WAT LAO Page 3

This is inside the first floor of the monks' house. It is where they eat, and talk to the faithful. The members of the Wat bring food out for the monks once every day. The monks adhere to 270 commandments, once of which is that they must "beg" for their food. Normal people need to keep only 5 commandments: No stealing; no killing; no drinking to excess; no lying, and no cheating. During this ceremony people dressed all in white had to keep 8 commandments, but we never found out what those were.

Inside the temple proper are silk flowers on tall stalks to which money is attached, sort of like a "money tree." These are offerings to ancestors, offerings for favors granted, offerings for the temple, etc. The bills are stapled together into "sheets."

These are small ancestor shrines. People's ancestors are believed to need money, food, paper towels, water, a bed, and other comforts in the afterlife. Chinese people burn "fake" money, called Hell money, and paper examples of things they believe their ancestors can use in the afterlife, but Buddhists give them the real articles.

This gong makes the most beautiful, haunting sound when it is rung. The gong was moved outside for the blessing ceremony. Hearing it reminded me of when we visited the temple complex where Buddha's toe was enshrined in Thailand. There's something very stirring about hearing the gong and chants.
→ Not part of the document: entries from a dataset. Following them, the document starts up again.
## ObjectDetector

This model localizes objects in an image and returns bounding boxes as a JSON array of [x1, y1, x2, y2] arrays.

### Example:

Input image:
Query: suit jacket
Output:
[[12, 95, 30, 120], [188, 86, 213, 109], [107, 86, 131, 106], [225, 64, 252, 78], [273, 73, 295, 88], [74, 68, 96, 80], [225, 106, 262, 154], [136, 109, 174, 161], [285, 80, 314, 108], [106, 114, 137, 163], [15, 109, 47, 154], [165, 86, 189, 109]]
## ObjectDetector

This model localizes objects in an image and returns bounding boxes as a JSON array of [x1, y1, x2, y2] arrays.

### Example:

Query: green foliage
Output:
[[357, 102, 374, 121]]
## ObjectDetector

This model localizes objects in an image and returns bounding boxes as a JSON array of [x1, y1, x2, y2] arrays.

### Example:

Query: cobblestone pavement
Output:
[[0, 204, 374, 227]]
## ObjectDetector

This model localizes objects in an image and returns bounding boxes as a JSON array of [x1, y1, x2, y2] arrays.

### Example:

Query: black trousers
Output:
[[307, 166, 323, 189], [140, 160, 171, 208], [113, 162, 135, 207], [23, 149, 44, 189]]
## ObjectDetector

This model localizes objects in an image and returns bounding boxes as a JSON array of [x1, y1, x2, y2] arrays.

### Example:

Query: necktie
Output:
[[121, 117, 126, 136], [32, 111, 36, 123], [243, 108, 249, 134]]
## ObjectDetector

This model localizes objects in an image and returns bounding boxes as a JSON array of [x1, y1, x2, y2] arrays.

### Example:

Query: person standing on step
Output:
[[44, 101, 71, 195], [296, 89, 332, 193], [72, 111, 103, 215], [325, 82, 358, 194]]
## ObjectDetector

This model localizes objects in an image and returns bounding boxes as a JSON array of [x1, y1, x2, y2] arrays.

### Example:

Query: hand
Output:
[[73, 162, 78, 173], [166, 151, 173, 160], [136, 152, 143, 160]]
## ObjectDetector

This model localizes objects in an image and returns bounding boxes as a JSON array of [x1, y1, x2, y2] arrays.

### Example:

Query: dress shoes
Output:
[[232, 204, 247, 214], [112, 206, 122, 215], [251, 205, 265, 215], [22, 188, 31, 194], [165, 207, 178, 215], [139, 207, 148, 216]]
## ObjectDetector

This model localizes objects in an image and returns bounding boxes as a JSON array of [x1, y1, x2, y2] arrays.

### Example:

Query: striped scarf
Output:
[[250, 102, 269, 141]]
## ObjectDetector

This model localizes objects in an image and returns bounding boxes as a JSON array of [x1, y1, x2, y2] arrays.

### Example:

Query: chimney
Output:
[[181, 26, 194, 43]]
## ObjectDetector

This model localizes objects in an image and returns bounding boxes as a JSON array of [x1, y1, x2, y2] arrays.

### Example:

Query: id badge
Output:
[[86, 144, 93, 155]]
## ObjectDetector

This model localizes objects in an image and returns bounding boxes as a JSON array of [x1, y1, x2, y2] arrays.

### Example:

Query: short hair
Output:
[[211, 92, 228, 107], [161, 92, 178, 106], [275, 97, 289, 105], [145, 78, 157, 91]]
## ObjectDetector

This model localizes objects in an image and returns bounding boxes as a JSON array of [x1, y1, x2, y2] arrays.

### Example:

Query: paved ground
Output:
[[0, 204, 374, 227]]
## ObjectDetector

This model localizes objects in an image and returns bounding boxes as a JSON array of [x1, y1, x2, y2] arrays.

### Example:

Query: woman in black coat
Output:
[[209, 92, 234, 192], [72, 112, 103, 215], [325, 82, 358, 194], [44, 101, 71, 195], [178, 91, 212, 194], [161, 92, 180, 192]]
This is a special rock. It sits beneath an Indian Buddhist shrine. This is a fortune-telling rock. How it works is: You ask a question, such as "Will my son get married soon?" and then you try to lift the rock. If you can lift it, the answer is "Yes." You can also phrase your question in negative terms. If you wish for bad things, the rock gets heavier and heavier, and you will be unable to lift it. Therefore, it behooves people to wish for good things.